Comparisons were made between the reports of AC, representing the “gold standard”, and each of the other investigators' reports by a simple percentage measure of agreement, and secondly by calculating κ which adjusts for chance agreement. Where more than two choices were possible, a weighted κ (κW) calculation was performed, so that disagreement in observations by only one category (for example, low risk v low/medium risk) reduces κ by less than disagreement in observations by two categories or more (for example, low risk v high risk).


One hundred and fifteen men and 85 women (mean age 59.3 (11.6) years) performed the tests and the comparisons between observers are shown in table 1. For each category, κ or κW was greater than our predefined acceptable level of 0.5 and was mainly considerably higher. All of the observers (DM, MJ, DS) had similar levels of agreement with the “gold standard” and with each other (data not shown).

Table 1

Agreement between investigators' reports


Exercise testing is a common investigation, which is frequently supervised by experienced cardiac technicians. Our study demonstrates the ability of such technicians to report these tests to a high standard, when using prespecified end points for the reports.

Discrepancies in the observations between investigators may occur for a number of reasons. Firstly, the observers may disagree on the interpretation of the test per se. Secondly, with increased options for each category, the level of agreement is reduced because of smaller differences between consecutive categories (for example, low risk v medium/low risk).

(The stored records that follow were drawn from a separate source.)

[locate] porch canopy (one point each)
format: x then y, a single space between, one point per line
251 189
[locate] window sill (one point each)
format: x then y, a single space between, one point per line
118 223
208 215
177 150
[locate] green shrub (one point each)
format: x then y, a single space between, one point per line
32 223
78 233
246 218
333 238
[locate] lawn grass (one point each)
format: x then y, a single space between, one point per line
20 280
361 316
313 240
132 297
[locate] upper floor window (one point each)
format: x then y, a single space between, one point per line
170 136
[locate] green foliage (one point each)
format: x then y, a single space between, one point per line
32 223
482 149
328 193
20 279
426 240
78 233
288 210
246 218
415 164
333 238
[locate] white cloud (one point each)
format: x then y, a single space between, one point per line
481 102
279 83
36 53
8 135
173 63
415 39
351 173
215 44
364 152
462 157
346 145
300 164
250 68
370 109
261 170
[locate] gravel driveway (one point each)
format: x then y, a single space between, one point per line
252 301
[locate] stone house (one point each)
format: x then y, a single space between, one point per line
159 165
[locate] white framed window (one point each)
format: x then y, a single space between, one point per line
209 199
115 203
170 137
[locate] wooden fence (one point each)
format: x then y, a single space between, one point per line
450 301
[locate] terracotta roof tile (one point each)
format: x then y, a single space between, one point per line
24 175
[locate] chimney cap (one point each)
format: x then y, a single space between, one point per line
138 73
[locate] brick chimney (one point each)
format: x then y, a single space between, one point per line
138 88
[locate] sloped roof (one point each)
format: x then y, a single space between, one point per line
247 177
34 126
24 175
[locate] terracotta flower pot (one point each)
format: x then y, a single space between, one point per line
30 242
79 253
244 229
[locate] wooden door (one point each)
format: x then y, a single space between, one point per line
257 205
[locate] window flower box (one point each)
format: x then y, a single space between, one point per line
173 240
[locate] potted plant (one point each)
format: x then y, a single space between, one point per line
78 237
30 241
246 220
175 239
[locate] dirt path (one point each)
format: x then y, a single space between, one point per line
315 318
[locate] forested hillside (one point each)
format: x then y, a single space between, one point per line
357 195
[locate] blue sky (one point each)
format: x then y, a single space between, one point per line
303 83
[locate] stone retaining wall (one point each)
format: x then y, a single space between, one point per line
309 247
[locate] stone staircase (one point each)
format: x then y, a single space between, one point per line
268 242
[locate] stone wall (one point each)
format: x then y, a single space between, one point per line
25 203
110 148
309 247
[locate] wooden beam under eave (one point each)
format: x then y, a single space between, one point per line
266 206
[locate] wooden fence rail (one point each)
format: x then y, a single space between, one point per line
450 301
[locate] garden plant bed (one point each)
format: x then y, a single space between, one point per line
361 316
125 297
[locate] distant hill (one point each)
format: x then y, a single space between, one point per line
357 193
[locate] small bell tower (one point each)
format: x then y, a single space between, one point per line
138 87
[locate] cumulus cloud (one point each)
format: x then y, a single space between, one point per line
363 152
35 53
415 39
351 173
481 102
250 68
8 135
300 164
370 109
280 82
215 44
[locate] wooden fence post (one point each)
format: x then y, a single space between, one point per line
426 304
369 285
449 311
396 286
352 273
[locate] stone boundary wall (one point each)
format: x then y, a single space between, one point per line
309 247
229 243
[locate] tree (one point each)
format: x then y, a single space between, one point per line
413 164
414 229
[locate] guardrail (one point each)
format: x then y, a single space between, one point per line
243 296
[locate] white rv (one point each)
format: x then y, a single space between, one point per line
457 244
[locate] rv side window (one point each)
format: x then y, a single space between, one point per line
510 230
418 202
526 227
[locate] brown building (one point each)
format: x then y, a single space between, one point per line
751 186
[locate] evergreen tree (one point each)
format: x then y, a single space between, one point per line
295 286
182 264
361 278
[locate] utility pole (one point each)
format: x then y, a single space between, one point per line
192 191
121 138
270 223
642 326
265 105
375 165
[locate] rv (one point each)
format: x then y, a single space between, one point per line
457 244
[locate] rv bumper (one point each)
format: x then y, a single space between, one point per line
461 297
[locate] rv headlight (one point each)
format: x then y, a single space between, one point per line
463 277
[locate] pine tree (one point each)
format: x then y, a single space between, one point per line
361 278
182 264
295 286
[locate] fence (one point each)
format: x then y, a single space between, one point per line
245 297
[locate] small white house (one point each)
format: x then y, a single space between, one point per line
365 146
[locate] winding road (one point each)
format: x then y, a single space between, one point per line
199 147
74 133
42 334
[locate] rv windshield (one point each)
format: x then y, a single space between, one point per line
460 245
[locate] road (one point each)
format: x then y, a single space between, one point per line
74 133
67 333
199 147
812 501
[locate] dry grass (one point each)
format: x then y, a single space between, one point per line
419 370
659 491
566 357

Thirdly, the interpretation of the predefined protocol for the test reports may be different between observers. For example, if the blood pressure drops by 19 mm Hg during the test, one observer may report a positive test, where another may report the test more strictly as negative. On retrospective review of the data, we believe the latter two reasons are more common in our study.

Exercise testing is a simple non-invasive investigation, which provides valuable information in the assessment of possible IHD and for postmyocardial infarction risk stratification. The exercise test may also be incorporated in protocols for assessment of possible myocardial ischaemia in patients presenting to emergency departments, which may shorten admission periods and reduce costs.3

A previous study evaluating the efficacy of technician supervised tests4 showed that physician and technician supervised tests produced similar levels of positive and negative test results. However, there was no formal comparison of the standards of doctor and technician reporting, which, as far as we know, has not previously been assessed.

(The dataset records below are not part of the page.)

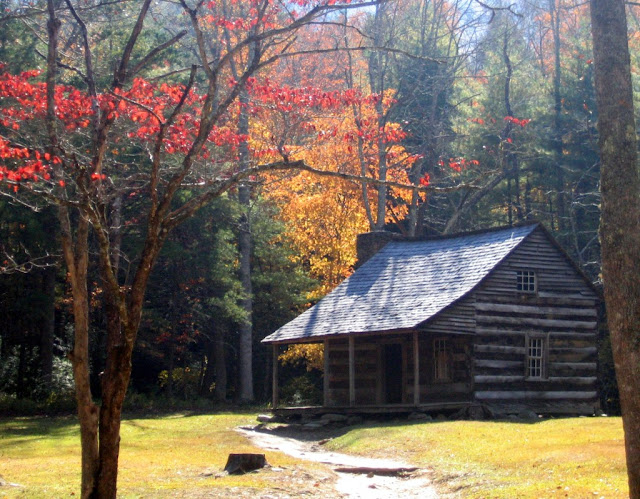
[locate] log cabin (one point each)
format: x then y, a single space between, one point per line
501 318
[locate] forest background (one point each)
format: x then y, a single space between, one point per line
490 111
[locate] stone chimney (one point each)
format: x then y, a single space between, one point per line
369 243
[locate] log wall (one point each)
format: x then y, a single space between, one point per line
487 333
562 311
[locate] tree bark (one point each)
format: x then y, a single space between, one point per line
620 219
245 350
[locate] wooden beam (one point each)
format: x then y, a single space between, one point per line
573 395
325 381
274 380
416 369
352 371
535 309
529 321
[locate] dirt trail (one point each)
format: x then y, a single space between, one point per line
363 485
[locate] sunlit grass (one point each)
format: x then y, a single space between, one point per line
575 457
172 456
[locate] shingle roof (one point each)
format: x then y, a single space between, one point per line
404 284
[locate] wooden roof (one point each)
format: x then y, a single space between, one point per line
404 284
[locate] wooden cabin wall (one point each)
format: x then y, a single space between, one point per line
369 370
563 311
366 371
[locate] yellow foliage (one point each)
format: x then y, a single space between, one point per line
312 355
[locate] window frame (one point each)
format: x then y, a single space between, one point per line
438 361
527 281
542 341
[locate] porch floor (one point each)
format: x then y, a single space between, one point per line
387 409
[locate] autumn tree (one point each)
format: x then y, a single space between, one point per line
85 142
620 221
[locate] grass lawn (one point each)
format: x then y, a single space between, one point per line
169 456
179 456
573 457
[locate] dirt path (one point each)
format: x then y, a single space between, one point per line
370 479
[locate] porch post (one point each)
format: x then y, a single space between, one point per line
274 380
325 381
416 369
352 372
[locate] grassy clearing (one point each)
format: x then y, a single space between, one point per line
576 457
171 456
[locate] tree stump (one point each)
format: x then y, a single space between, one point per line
243 463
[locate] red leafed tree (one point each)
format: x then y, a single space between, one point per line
89 143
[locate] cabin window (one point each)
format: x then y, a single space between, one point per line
441 360
536 357
526 281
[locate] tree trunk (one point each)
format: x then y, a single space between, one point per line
244 246
620 220
47 325
221 365
554 10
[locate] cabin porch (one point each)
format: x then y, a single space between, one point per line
402 372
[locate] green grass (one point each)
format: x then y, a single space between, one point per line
575 457
170 456
179 456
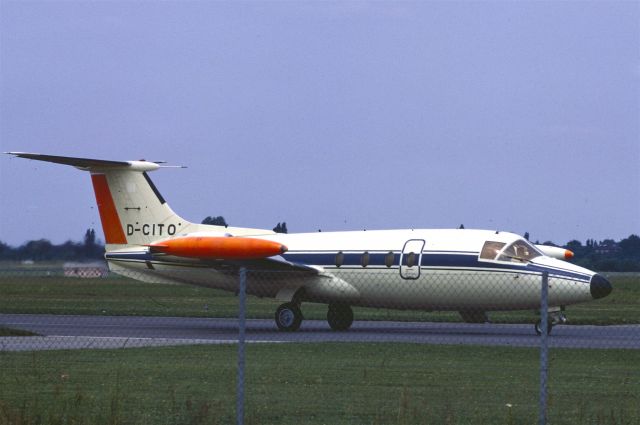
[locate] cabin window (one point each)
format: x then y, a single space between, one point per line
388 259
364 260
491 249
411 259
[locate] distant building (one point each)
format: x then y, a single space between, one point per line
85 270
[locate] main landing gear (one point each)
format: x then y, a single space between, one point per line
289 317
556 317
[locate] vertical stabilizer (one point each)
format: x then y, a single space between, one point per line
132 210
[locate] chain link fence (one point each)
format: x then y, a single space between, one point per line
307 347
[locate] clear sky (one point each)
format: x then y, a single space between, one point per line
518 116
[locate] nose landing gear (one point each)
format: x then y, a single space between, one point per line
556 317
288 317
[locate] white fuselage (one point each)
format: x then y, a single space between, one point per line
426 269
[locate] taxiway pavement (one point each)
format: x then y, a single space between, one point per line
69 332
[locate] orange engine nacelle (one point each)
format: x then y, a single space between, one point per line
218 247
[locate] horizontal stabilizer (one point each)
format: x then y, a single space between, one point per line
89 164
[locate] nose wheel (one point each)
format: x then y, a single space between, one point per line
288 317
555 318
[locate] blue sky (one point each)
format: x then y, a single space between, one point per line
519 116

In many centres, tests which are supervised by technicians are reported only by medical staff. Our study shows that appropriately trained experienced technicians can report exercise tests accurately, thus avoiding duplication of efforts by medical staff. We believe that such a system may be implemented by validating senior technical staff against a series of standard tests and allowing them to report tests initially under supervision, then independently. The continued high quality of reports should be assessed by regular audit.